THE MOHAWK BRAND SYSTEM
The M is, by design, a building-block to a dynamic, colorful branding system that will become increasingly apparent to customers over time. Brand assets for the launch include more than a dozen color variations of the core logo. Multiple patterns, derived from the shape of the M, were created by the Pentagram team for the brand launch; more iterations are expected over time.

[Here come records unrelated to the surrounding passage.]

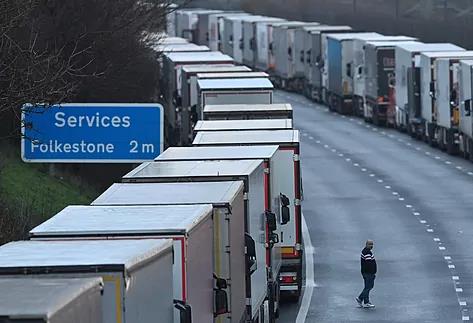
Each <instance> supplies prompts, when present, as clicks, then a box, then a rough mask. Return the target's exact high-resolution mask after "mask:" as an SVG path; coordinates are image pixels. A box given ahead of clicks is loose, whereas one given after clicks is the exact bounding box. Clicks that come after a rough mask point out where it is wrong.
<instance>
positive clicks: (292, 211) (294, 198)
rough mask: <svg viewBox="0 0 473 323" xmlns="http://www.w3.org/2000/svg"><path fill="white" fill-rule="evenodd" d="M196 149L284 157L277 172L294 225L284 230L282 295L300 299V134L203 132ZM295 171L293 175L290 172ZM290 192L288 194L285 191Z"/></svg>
mask: <svg viewBox="0 0 473 323" xmlns="http://www.w3.org/2000/svg"><path fill="white" fill-rule="evenodd" d="M193 145H194V146H228V145H233V146H241V145H278V146H279V151H280V152H282V154H283V155H284V157H283V159H284V160H285V162H286V165H285V167H284V168H283V169H281V170H280V171H277V174H278V176H281V177H280V179H279V180H280V183H282V184H281V185H282V186H283V187H288V188H291V192H290V193H288V194H287V196H288V198H289V201H290V205H289V208H290V214H291V215H294V216H291V221H289V222H288V223H287V224H286V225H284V226H281V233H280V235H281V237H282V239H281V240H282V242H281V253H282V258H283V262H282V268H281V274H280V283H281V290H282V291H290V292H291V293H293V294H295V295H296V296H299V295H300V292H301V288H302V248H301V246H302V238H301V234H302V233H301V216H302V215H301V200H302V187H301V186H302V179H301V168H300V138H299V131H297V130H273V131H218V132H215V131H212V132H200V133H198V134H197V136H196V138H195V139H194V142H193ZM288 170H292V171H288ZM285 192H288V190H285Z"/></svg>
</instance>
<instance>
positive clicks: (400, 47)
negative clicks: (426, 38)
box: [396, 41, 464, 52]
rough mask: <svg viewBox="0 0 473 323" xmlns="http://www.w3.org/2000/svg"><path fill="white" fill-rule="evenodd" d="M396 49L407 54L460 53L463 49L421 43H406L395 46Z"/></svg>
mask: <svg viewBox="0 0 473 323" xmlns="http://www.w3.org/2000/svg"><path fill="white" fill-rule="evenodd" d="M396 47H398V48H400V49H403V50H405V51H408V52H424V51H429V52H430V51H432V52H443V51H461V50H463V49H464V48H462V47H460V46H457V45H454V44H450V43H422V42H418V41H417V42H416V41H412V42H408V43H403V44H397V45H396Z"/></svg>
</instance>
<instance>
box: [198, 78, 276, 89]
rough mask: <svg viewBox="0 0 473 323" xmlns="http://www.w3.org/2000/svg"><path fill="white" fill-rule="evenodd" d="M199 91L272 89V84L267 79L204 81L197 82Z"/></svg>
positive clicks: (273, 86) (216, 80)
mask: <svg viewBox="0 0 473 323" xmlns="http://www.w3.org/2000/svg"><path fill="white" fill-rule="evenodd" d="M197 83H198V84H199V87H200V89H201V90H233V89H273V88H274V86H273V83H271V81H270V80H269V79H268V78H253V79H252V78H241V79H218V80H212V79H206V80H198V81H197Z"/></svg>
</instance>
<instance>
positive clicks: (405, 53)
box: [395, 42, 462, 135]
mask: <svg viewBox="0 0 473 323" xmlns="http://www.w3.org/2000/svg"><path fill="white" fill-rule="evenodd" d="M459 50H462V48H461V47H459V46H456V45H453V44H449V43H429V44H426V43H422V42H409V43H405V44H397V45H396V49H395V60H396V95H395V100H396V101H395V106H396V126H397V127H398V128H399V129H401V130H406V131H407V132H408V133H410V134H412V135H414V134H415V133H416V132H415V129H412V128H411V127H409V125H410V124H411V122H410V120H411V119H412V123H414V120H419V119H420V116H421V114H420V112H421V110H420V107H421V105H420V97H421V96H420V68H419V62H420V53H421V52H447V51H459Z"/></svg>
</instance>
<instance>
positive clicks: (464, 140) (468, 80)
mask: <svg viewBox="0 0 473 323" xmlns="http://www.w3.org/2000/svg"><path fill="white" fill-rule="evenodd" d="M458 80H459V88H460V91H459V92H460V95H459V98H460V125H459V129H460V138H459V139H460V140H459V141H460V151H461V152H462V153H463V156H464V157H466V158H469V159H470V160H473V118H472V115H471V112H472V111H471V109H472V99H473V88H472V85H473V60H462V61H461V62H460V68H459V69H458Z"/></svg>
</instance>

This fluid, evolutionary approach to branding meets another strategic need for Mohawk. “We have a history of working with many design studios,” said Mohawk’s Laura Shore, SVP, Communications and Innovation Strategy. “Pentagram has always done our branding, but we like to bring in the best person or team for any given project, whether it’s VSA Partners, AdamsMorioka, CarboneSmolan, Volume Inc., Tomorrow Partners, or a local partner like Aurora Design. So the system needed to inspire and engage other designers — and yet provide a sort of vision map at the same time. Pentagram understands that, embraces that, and they’ve created a toolkit that encourages experimentation.” 

The changing nature of Mohawk’s brand architecture is now visible via the work of recent Mohawk design partners, such as San Francisco-based Hydrant, charged with creating the brand experience for MohawkConnects.com and Michael McGinn Design Office, the firm that designed and engineered Mohawk’s primary specification system and related tools. “Nothing excites me more than seeing the early brand strategy work conducted by Nucleus Branding begin to unfold in the market. And nothing could be more important at this point in Mohawk’s evolution as a company,” said Shore.